To be fair, no amount of my belaboring the point will resolve an issue that, much like the dawn of data mining in the 1980s, will take more discussion, debate, and research. While it is important for the debate to continue for long-term benefit of statistical science, I do hope this column provides an example of the way forward for statisticians working with data scientists. Beyond that, it is my hope this column might positively contribute to the larger ongoing discussion by providing an example of ways traditional statisticians might work together in symbiotic relationship with data scientists for mutual benefit, each learning new skills from the other, with an air of mutual professional respect.
Ryan J. Machtmes,
Thank you for a wonderful posting ,Wish you and all AMSTAT /ASA professionals all te best a Happy New Year 2015 ,
A highly well written message to all of us. Co-operation , collaboration , Unity and Respect are all hallmarks for any professional , much more to the border line impinging sister disciplines — mentioned.
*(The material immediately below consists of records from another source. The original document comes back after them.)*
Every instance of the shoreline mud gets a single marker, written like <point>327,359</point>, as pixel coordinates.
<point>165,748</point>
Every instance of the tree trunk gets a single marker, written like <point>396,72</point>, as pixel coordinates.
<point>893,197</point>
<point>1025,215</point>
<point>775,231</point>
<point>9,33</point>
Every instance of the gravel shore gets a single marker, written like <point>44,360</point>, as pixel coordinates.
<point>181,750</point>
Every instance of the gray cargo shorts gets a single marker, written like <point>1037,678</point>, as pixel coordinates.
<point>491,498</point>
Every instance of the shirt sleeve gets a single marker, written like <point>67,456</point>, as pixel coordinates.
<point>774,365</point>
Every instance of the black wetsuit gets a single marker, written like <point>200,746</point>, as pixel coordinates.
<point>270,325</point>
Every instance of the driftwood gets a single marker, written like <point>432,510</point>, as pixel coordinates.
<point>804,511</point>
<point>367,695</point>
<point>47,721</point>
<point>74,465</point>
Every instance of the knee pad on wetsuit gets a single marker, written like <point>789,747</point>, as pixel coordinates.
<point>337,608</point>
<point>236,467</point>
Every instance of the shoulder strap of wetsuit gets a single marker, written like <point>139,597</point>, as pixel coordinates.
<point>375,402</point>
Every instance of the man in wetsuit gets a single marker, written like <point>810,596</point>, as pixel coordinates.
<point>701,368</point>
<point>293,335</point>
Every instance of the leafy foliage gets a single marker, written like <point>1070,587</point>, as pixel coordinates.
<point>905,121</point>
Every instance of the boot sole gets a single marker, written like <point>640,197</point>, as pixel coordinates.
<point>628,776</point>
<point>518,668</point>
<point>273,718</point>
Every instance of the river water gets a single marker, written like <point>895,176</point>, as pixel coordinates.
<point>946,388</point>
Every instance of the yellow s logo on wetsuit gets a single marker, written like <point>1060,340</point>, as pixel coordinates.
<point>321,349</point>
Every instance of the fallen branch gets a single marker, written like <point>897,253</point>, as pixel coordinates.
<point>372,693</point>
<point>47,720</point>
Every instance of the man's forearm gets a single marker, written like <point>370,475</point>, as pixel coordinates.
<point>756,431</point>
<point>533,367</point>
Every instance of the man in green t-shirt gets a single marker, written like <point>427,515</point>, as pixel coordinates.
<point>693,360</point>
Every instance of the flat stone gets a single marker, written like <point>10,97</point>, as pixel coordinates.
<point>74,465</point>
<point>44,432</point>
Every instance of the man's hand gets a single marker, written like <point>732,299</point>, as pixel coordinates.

I am Statistician fist then Operations Researcher and Business Analyst . And mostly solo in my many years in the Corp Staff function roles ,Govt Contractor and other domain areas. I have never failed in any project where we pulled all forces together, and yes compromise ( not a whole lot) must be earned — with in reason for the outcomes to be successful.
Only way I know to keep your professional integrity and stability at the work place. And of course with Management support.
Best for even more successful postings and for ASA professional advance. ” If you can’t measure, you can not learn ”
Now I suggest that we provide an outline of the group functional and some line and other forms for a group of one each of IT, BIG DATA SCIENCE, MATH -STAT /OPERATIONS RESEARCH functions reporting to a Data Science Officer — Not all need to be exclusive nor FT as a resource. But the DSO need to be a recognized expert / Manger as well.
Best wishes,
C.S. Ganti
A good one , read my full text above.. I am posting this as comment / reply on Linked IN from where I got his write-up of yours .
Best ,
The title throws me. We are Data Science (see Amstat News October 2013) and even Burtch Works agrees: http://www.burtchworks.com/2014/11/17/must-have-skills-to-become-a-data-scientist/
‘Education – … Their [data scientists] most common fields of study are Mathematics and Statistics (32%), followed by Computer Science (19%) and …’ Naturally, for Statistical Data Science (analysis of data) this will be about 100%. See our new discussion: http://goo.gl/VjDg5U
So, courteously, why should I read an article titled (a profession limiting title by the way) to inform me about how to work with me?